Now, the wooden donkeys greet visitors at many businesses such as Dinky Diner, Barbarossa&Bear, and the Mozart Tavern, along with other establishments throughout Goldfield.

Esmeralda County also received a $4,250 COVID-19 Rural Recovery Grant to add new signage on the Goldfield Visitor Center, Moran said. The county also received a $5,300 Volunteer Impact Program grant to establish a town mascot that will promote the town’s organizations and businesses “in a unique and memorable way,” Moran said.
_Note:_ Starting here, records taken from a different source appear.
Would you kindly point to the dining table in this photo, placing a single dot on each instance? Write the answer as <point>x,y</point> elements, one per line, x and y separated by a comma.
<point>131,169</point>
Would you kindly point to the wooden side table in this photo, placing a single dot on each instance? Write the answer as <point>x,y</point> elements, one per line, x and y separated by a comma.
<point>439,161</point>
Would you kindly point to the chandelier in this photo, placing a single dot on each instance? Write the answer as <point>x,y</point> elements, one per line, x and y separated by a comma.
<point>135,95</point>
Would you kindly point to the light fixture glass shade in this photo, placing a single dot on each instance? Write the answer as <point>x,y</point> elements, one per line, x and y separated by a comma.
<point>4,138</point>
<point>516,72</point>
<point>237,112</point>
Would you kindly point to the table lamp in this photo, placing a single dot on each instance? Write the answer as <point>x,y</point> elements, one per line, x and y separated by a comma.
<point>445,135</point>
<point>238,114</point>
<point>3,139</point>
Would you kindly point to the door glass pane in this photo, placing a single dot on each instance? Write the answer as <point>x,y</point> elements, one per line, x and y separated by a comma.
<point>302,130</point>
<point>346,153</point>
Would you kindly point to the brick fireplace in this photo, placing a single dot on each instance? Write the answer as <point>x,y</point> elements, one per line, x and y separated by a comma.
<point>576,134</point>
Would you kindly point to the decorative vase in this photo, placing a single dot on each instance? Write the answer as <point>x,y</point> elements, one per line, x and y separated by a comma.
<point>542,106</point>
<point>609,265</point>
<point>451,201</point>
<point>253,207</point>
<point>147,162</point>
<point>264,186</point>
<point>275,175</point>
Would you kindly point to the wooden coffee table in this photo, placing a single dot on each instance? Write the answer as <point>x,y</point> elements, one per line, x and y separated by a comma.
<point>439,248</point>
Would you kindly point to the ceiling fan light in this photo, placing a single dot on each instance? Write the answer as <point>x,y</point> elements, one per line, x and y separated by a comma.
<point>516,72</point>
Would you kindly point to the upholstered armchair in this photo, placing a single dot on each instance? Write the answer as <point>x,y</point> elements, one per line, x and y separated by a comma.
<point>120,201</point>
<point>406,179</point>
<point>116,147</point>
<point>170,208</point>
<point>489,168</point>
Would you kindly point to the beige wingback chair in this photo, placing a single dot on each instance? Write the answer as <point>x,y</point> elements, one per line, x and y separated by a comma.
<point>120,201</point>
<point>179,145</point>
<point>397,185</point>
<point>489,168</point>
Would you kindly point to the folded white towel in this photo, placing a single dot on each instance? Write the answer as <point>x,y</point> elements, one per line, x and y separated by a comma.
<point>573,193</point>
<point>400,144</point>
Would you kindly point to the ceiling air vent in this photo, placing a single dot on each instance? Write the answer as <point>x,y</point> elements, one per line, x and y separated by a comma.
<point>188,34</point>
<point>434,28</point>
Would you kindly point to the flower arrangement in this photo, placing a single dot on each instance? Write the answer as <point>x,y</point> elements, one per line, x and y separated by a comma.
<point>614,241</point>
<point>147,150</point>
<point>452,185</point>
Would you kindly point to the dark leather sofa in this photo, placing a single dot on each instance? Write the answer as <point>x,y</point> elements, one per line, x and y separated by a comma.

While Travel Nevada runs a regular Rural Marketing Grants program, the grants awarded to Esmeralda County are stand-alone grants that were possible because of the coronavirus relief funds. Since these grants were funded by federal money they were subject to federal guidelines, mainly that the projects were supposed to be completed by Dec. 30, 2020.

“Wild donkeys are the first animals people see when they travel through this part of rural Nevada,” Larsen said. “They are part of mining history. And now they kind of represent the wild spirit of rural Nevada! People here are independent spirits who don’t like to be told what to do. They are a little wild themselves.”